In the end, if those who sell products cannot distinguish quality, materials, and finishings, how can they even mention the option of repairing?

Disappointment with the fashion industry

Out of the crowd & why


Any disappointment with the fashion industry? Can fashion be a source of frustration? For us, it can be. And we would love to hear your viewpoint on this matter.

Fashion mavericks don’t need to wear, read or do what all the others do. We are independent thinkers who are not afraid to challenge the status quo. Fashion, as the research of niche brands and designers, is still the exciting side of our job. Unknown or less popular brands, most of the time, offer creativity and real quality designs like no others. That is what we select for you.
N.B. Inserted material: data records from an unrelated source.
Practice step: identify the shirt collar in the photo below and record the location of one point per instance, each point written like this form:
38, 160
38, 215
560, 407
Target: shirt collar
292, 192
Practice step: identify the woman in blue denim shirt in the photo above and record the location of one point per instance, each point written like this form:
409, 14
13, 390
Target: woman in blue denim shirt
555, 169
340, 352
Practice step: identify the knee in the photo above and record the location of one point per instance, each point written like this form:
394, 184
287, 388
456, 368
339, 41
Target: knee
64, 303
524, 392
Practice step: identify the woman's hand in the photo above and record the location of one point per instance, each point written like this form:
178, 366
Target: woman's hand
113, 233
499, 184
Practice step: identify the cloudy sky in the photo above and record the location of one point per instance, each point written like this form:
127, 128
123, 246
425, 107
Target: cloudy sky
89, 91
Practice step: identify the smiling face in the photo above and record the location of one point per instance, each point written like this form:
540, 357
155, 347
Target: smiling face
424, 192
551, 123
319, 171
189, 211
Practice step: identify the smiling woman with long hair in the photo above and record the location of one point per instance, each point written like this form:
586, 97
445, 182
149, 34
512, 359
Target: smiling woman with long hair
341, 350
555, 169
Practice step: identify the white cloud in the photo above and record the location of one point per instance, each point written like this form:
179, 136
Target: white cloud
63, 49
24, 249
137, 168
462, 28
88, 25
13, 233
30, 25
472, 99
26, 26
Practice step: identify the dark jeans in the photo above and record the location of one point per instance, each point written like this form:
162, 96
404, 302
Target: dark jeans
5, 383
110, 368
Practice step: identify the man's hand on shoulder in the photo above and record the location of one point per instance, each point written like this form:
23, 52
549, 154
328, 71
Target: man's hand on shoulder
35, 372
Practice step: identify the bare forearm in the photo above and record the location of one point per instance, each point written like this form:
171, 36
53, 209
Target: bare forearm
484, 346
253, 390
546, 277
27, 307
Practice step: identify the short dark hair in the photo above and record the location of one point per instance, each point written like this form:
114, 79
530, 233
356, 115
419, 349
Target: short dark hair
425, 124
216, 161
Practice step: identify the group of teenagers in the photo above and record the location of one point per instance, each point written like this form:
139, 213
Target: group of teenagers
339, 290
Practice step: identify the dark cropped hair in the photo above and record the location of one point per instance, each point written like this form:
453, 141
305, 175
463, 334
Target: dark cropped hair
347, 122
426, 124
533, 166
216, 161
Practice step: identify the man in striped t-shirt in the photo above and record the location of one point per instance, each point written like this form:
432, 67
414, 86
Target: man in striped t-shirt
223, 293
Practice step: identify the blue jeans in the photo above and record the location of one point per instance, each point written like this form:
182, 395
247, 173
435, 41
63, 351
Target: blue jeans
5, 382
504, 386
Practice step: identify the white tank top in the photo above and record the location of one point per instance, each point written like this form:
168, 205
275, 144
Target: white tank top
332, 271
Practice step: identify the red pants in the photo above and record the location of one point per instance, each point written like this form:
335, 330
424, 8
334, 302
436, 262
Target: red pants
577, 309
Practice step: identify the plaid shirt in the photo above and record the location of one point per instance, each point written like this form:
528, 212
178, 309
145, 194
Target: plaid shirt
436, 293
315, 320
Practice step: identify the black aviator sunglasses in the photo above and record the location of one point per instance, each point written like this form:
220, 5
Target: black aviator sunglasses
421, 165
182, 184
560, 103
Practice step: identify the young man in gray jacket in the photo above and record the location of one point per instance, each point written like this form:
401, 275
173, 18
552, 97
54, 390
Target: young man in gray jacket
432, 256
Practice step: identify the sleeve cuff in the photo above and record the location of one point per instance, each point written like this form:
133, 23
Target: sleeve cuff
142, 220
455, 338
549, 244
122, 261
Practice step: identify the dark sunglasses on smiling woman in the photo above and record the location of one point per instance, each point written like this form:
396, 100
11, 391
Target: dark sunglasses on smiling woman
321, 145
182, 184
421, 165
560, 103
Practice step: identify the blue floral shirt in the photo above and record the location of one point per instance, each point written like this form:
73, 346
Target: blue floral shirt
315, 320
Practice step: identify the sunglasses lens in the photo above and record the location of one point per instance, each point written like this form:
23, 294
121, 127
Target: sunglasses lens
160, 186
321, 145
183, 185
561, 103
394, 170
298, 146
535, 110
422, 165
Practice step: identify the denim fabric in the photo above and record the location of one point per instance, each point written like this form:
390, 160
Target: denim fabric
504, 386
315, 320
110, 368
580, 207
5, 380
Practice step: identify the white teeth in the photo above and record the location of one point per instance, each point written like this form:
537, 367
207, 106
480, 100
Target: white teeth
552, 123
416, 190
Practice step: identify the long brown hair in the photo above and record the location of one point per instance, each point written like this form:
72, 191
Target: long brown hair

Also, we love mixing garments to create unique outfits.

Mainstream fashion

But fashion, as the mainstream industry wants it to be, so as it is right now, isn’t exciting. In most fashion brands, there’s a total lack of elegance and style. No creativity, no good design, just marketing. Do you agree with us? Also, there’s no consistency towards the hypothetical sustainable claims. Fundamentally, there is no understanding of how serious the climate emergency is. In fact, the fashion industry is not open to evolution, which is now necessary and much talked about but ignored. However bad the situation is, it is only going to get worse.

As we see it, fashion is a language. Specifically, it’s a reflection of who we are. Indeed, it is a lens through which we can analyse society. So, looking through this lens, what kind of society do we see? 
If you go walking in big towns, most clothing shops and new openings are fast fashion brands. And if you scroll through social media, fast fashion brands have saturated the market. While on holiday, we’ve been to different places: the most present brands were fast to ultra-fast fashion. 

That is what people want. And the fashion industry makes what people want. It seems there’s no escape. But this trend of lowering the bar and erasing any sense of quality is frustrating.

Unique style for unique people

For people like us who love reading, don’t like advertising, and don’t even much like social media’s doped content, the disappointment with this fashion industry is quite profound. We’d buy nothing rather than take the most popular pointless stuff. 

The fashion industry holds so much power in manipulating people. On the other hand, people can access information in order to educate themselves but don’t do it. They follow influencers because they cannot make independent decisions. 

However, as fashion mavericks, we won’t stop making choices out of the crowd. That means stop trusting the fashion industry and follow our own path, creating unique styles for unique people.